The following text is a transcription of a career story collected by interview.

"My name is Matt Huddleston and I am Principal Consultant in Climate Change at the Met Office.

"Well, it involves a lot of climate science and communicating that climate science to a huge diversity of different customers. So in the business world, in the public world, in, er to NGOs to schools, to many different audiences. We provide weather not just for the UK, weather forecasts and insight into climate but for the whole globe.

"I got a PhD at Cambridge studying climate modelling. It was a case award, which means the Met Office sponsored, they gave me a bit of extra money to do the PhD ‘cause they were interested in the modelling work that I was doing, to include in their future climate models. So, it's good to have PhDs where they're linked to industry in some way, or linked to a purpose, because then you perhaps get more relevance to the work. It can, you don't get second year blues so much ‘cause you can really see why you are doing what you are doing.

"Well erm there wasn't money in polar research and there was little understanding of the impacts of climate change in the polar regions during the '90s and so there were very small amounts of research going on in that field, so I had to change direction a bit, so I moved into forecasting El Niño's and forecasting big changes in the climate over the coming seasons.

"The ability to take very disparate and a wide range of information and link it together and when you write your PhD thesis you, you have to link hundreds and hundreds of papers together to write those conclusions. And then that drives a certain intellectual process or rigour that you don't forget.

"The papers you forget, and all that stuff, but the process is, is invaluable and that means today hopefully I am able to take on a broader diversity of information and, and, and link it together in that way. Nowadays in the information age, that is the main challenge. Many physicists end up in the city earning you know enormous salaries in the big financial institutions or they end up helping er NGOs, charities and the such-like, developing communication strategies and things like that. So there's a huge broad er.. capability from understanding some of the fundamental subjects.

"I didn't really see my future as a pure academic and if you start doing a postdoc you start to move in that direction. And for me, I thought my role was more in applied science. Not necessarily in purely commercial areas and the Met Office suits me down to the ground ‘cause we're a nice mix – some wonderful academic research and with hundreds of PhD scientists working together – but then applying that science is, is a great joy and interest. That sort of experience in research can give you a great thirst for knowledge and really relate what you are doing back to the outer world.

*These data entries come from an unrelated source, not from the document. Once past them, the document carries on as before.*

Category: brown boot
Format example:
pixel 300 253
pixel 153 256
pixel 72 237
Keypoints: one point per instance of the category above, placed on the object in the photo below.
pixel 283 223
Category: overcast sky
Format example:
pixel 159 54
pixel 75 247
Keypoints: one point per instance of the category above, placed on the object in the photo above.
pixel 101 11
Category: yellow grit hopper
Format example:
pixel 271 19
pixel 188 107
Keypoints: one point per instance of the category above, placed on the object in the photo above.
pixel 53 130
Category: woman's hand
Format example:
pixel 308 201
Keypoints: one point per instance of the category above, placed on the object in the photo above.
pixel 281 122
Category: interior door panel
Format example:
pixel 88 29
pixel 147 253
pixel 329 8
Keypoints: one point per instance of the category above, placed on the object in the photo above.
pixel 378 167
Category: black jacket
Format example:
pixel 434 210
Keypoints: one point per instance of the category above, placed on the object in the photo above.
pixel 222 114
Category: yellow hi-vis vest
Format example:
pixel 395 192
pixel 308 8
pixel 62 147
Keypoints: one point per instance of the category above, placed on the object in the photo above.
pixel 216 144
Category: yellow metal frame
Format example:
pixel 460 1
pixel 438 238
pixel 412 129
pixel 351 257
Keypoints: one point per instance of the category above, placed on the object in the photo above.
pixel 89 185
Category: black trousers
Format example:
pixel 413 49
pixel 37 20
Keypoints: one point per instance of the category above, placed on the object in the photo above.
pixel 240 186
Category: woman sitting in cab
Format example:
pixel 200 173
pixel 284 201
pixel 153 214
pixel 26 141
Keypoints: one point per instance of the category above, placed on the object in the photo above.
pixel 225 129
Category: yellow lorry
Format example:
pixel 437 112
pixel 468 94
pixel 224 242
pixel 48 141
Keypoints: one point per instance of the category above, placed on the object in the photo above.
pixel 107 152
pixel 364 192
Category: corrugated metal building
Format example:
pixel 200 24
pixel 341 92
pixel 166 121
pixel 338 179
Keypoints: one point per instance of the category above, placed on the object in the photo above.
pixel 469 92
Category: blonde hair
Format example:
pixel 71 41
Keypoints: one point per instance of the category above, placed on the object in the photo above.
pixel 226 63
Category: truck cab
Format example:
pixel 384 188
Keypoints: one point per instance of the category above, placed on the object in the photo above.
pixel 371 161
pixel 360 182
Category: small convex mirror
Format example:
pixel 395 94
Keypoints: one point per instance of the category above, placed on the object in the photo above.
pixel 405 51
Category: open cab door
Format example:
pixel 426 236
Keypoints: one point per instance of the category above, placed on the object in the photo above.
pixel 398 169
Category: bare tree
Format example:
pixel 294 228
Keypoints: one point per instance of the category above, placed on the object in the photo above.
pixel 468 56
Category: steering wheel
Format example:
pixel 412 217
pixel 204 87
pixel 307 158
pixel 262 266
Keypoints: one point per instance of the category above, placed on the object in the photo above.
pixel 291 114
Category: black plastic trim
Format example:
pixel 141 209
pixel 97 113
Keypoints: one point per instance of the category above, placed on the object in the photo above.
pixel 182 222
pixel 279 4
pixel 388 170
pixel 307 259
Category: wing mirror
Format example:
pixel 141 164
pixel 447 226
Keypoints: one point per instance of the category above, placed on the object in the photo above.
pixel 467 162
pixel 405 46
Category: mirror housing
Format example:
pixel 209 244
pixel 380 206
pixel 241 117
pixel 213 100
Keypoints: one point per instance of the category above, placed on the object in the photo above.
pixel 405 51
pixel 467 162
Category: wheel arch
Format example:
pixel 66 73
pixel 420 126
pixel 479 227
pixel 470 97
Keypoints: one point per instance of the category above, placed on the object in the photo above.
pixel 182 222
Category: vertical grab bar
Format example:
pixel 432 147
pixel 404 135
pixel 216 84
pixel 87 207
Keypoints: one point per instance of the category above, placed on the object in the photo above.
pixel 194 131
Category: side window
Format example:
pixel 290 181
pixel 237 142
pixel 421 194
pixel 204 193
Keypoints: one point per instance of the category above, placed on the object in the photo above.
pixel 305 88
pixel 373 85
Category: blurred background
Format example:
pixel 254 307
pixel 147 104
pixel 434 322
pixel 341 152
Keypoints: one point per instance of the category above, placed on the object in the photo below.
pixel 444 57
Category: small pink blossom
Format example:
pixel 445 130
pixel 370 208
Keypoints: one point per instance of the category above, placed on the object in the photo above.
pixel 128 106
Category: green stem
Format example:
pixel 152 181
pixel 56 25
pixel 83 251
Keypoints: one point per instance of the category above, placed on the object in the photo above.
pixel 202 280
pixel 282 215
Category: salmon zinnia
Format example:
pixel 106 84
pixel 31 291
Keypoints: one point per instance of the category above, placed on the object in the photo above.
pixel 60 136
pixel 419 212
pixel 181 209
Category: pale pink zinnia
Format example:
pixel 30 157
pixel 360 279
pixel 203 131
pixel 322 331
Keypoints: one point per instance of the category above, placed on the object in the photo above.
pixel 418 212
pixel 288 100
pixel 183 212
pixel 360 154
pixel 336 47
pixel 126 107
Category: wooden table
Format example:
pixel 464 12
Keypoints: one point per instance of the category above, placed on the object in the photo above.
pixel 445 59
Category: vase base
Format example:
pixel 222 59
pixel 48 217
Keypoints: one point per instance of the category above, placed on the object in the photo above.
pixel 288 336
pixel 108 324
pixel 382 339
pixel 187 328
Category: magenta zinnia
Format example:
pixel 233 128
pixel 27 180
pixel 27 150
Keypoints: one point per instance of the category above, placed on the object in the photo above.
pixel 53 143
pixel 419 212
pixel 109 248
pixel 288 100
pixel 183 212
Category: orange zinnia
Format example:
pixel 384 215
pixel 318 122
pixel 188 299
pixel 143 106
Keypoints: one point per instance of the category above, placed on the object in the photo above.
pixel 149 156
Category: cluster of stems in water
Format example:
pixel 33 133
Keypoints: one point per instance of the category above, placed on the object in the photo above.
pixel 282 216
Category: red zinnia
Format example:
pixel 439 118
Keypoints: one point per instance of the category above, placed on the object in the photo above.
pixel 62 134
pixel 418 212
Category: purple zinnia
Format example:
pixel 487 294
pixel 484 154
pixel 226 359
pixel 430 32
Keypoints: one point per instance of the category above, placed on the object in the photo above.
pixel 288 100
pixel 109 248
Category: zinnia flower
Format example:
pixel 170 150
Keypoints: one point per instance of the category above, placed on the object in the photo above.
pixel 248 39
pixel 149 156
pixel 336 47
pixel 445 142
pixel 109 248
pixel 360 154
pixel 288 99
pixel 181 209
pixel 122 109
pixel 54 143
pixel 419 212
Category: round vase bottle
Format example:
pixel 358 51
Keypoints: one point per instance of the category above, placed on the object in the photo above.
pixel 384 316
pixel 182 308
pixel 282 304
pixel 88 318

"So you can come back into business or in, into education, to schools, into any sort of aspect of life and communicate with much more, erm, vitality than people who're just stuck in an office. So if you have the chance to get out there and do stuff when you are younger in a research programme or something like that it's something that will benefit you for years and years after, even if the connections are not immediately obvious. In the future I can see more and more companies needing advice and er as a role then that's gonna be something that's gonna be important, in enabling not just operational people on a day to day business to manage their jobs but to enable erm the shareholders, the directors in a business, the executive in a business to make the decisions about what the impact of weather and climate will be in the future."